In order to
build a successful product, you have to eventually find a scalable and repeatable
way to reach customers.
There is an implicit expectation that customer
development will uncover that path to customers.
My experience (with web based
products) has been that it’s not as much the uncovering of the path but the building of the path that is troublesome.
Some paths are obvious but hard, such as those
built on referrals (word of mouth), SEO, etc.
It’s comparatively a lot easier
to find 30-50 people, validate you have a problem worth solving, build a MVP,
even get them to pay you – all
of which is a false positive if it was
predicated on a customer acquisition approach that won’t scale or more
importantly be applicable to how you acquire customers in the future.
Customer Development needs to be a continuous learning process
Customer
Development is about establishing a continuous
feedback loop throughout the product development cycle. Enterprise
selling necessitates constant contact with customers throughout the customer
lifecycle.
This is NOT the case with web software. To fix this, you have to
build appropriate customer touch points in the form of ongoing usability tests,
customer feedback calls, interviews, etc.
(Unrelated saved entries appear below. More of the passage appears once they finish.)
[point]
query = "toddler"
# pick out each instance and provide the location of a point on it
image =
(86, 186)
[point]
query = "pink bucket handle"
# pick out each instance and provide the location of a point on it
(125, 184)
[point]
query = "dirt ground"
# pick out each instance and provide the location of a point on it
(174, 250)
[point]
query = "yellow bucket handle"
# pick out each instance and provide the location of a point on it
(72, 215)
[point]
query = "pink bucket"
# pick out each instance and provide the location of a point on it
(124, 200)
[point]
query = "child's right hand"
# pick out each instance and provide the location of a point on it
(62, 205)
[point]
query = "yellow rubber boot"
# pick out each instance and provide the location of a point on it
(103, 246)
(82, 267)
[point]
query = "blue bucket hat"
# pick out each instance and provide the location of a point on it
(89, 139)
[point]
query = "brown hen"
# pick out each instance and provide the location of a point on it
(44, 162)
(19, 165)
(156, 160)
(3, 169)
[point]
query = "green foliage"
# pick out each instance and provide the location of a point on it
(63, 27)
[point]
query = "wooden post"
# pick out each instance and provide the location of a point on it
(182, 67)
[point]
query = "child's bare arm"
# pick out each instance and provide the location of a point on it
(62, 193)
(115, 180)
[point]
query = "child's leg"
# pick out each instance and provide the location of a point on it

Start building and testing a path to customers from day one
Seasoned
entrepreneurs know that building a significant enough path to customers is one
of the hardest aspects of building a successful product.
I always get at least
one question from the audience during my talks/workshops on “finding prospects”.
I used to answer this question with the canned response of “make a list of
people you know, start there, ask for referrals, interviews will reveal the
path to customers”.
Now, I slant my response more heavily towards finding
prospects by way of testing the actual channels you intend to use for reaching
your future customers.
Don’t get
me wrong. Talking to anyone is still way better than
talking to no one. If you have no idea how to
reach early prospects or if the channel takes time to build, start with your
1-degree network.
But, don’t declare Problem/Solution Fit unless you’re able to recruit a fair number of your interviewees using an
actual channel you will use.
It’s also
equally important to point out not to fall in the trap of prematurely
optimizing this channel. You may not have a problem worth solving or have to
pivot to a different customer segment. Premature optimization is a form of
waste. Your first objective should be driving just enough traffic to support
learning. During Customer Discovery, that means enough traffic to yield 30-50
interviews.
Some
examples –
1. Write a blog post that ends with a call for participation in an interview
2. Create a landing page and drive SEM traffic with a call-to-action ending in an interview (not a survey).
1. Write a blog post that ends with a call for participation in an interview
2. Create a landing page and drive SEM traffic with a call-to-action ending in an interview (not a survey).
Start building and testing your selling process as soon as possible
While
Customer Development does NOT magically scale even for Enterprise software, the
learning from the interviews can more easily be applied towards building a
repeatable and scalable direct sales process.
Selling a
product over 15-20 minutes in an interview is very different from selling a
product in 5-8 seconds on a landing page.
Again early interviews are helpful in identifying what’s
important (your unique value proposition) but you need to start testing that in
the right format (e.g. landing page) as soon as possible.
Some
examples –
Run customer interviews in a usability test format.
1. Instead of verbalizing the unique value proposition, show them a landing page and test positioning.
2. Instead of getting a letter of intent, watch them sign-up to your service and note where they get stuck.
Run customer interviews in a usability test format.
1. Instead of verbalizing the unique value proposition, show them a landing page and test positioning.
2. Instead of getting a letter of intent, watch them sign-up to your service and note where they get stuck.
Retention, not Revenue is the Ultimate Validation
Getting
paid is only the first form of validation. Providing ongoing value (as measured
by customer retention) is the ultimate validation. While this is true for both
Enterprise and web businesses, early revenue plays a bigger role towards
customer validation in Enterprise software than web software. For one, the
purchase order is a lot bigger. Also, because the sales process is a lot harder
to close, the barriers to loosing a customer are higher compared to web based
software that can be canceled at any time.
Here again,
Enterprise Software has a natural customer feedback loop built-in – in the form
of account managers whose job is to periodically ensure customer engagement and
retention are healthy. In a web based business, you have to build and monitor
that feedback loop yourself with potentially thousands of users.